The work is signed and dated on the lower left side. Segantini cited it in his letter to Domenico Tumiati (Maloja, 5/29/1898) with the definition of "lantern effect"; Primo Levi in 1899 listed it under the title of "The Mothers (interior of stable)"; Servaes in 1902 catalogued it under number 84. The painting belonged to Grubicy (Milan), who lent it for a long time to the Segantini Museum in Saint-Moritz; then it belonged to Benzoni, also in Milan.

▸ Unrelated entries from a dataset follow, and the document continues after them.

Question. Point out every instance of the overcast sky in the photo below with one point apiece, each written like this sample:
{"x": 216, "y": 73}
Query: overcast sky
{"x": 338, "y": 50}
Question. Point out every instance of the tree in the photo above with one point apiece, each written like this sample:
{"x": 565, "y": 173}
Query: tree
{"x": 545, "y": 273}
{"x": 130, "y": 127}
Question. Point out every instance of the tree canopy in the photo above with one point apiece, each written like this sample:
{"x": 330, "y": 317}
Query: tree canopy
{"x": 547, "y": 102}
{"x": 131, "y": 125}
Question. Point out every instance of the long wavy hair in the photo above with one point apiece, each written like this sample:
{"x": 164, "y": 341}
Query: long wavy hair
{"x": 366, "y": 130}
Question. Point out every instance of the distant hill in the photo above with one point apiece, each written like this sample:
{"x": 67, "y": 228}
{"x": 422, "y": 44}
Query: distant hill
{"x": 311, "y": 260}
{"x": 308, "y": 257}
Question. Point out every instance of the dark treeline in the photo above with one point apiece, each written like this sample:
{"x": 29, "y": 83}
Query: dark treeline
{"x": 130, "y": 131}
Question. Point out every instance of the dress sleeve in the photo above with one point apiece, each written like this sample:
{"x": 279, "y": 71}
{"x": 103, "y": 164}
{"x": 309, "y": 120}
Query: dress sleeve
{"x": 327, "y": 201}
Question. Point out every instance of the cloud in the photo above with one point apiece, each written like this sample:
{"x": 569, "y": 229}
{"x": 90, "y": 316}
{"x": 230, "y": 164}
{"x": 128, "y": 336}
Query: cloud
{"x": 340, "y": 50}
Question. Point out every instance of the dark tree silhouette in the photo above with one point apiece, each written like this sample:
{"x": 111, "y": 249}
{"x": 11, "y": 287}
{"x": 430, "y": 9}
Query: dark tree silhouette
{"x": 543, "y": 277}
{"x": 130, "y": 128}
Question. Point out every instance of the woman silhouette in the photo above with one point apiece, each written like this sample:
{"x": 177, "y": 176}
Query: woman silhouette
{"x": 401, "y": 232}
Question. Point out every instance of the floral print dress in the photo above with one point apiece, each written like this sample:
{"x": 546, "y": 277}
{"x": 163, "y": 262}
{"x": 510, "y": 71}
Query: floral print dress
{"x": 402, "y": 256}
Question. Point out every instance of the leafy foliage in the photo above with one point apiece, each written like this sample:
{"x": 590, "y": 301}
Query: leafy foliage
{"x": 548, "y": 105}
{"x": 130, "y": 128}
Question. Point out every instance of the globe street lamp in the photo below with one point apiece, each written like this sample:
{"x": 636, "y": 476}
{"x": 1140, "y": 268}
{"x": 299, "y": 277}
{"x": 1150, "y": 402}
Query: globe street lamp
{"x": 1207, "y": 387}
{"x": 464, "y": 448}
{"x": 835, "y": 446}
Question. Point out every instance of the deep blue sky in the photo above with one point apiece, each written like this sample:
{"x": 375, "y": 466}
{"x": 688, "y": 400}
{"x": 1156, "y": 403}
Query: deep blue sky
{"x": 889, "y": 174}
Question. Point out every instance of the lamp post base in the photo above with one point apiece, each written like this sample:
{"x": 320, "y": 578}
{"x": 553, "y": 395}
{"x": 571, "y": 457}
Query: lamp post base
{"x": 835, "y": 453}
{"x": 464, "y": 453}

At that time Segantini was working on a series of compositions having interiors as their theme, but here he was looking for a more articulated and chromatically developed solution: he was to create artificial light effects with his renewed coloristic strength, and so he did. At the Brera Triennial of 1891, where Previati’s "Maternity" was also exhibited – a somewhat mystical, ethereal and oneiric symbolic interpretation – "The Two Mothers" had considerable success where the analogy, quite evident, of the new technique appeared as a representation of naturalistic divisionism against an idealizing symbolism. The interpretation of symbolism, conceived as "universal maternity", in fact will appear in Segantini only later.
A journalist in the "Cronaca dell’Esposizione di Belle Arti – Esposizione Triennale di Brera del 1891" of 28.5.1891 interprets the painting in a distinctly luministic key: "The two mothers are a cow that has her calf close to her on the straw, and a peasant girl who holds her skate in her arms, dozing in the light of a rustic lamp that hangs from the ceiling. The observance of the luminous phenomenon and the evidence are in this painting admirable […]";
Grubicy interprets it from a naturalistic, as well as a luministic point of view: "It is curious that in the many discussions and criticisms published on the Triennale, no one has gone into the study of the characteristic essence of this important work by Segantini, although everyone, without exception, has found the powerful strength of the young master, and some, like Sormani, have also acclaimed it for the feeling of motherhood, so to speak, animal that it contains. In my opinion, the driving force behind this work was the emotion provoked by an interesting effect of artificial light and the whim of wanting to overcome the enormous difficulty that the pictorial interpretation of it presented. […] The interest and the difficulty of the scene consisted in expressing, in its proper character, that environment with its low luminosity, but diffused enough to circulate everywhere, so as to suppress the blacks – black means absence of light – and allow the eye to detect the nature of all objects. And Segantini, in his painting, was able to victoriously overcome the difficulties, resorting to the application of divided colors instead of the usual mixture on the palette".
In 1945, Barbantini drew some considerations from it, such as that around the head of the woman in a pathetic attitude "à la Botticelli" there was "an air of a museum".
There is a copy of the work kept at the Segantini Museum of Saint-Moritz, made by Gottardo, Segantini’s son.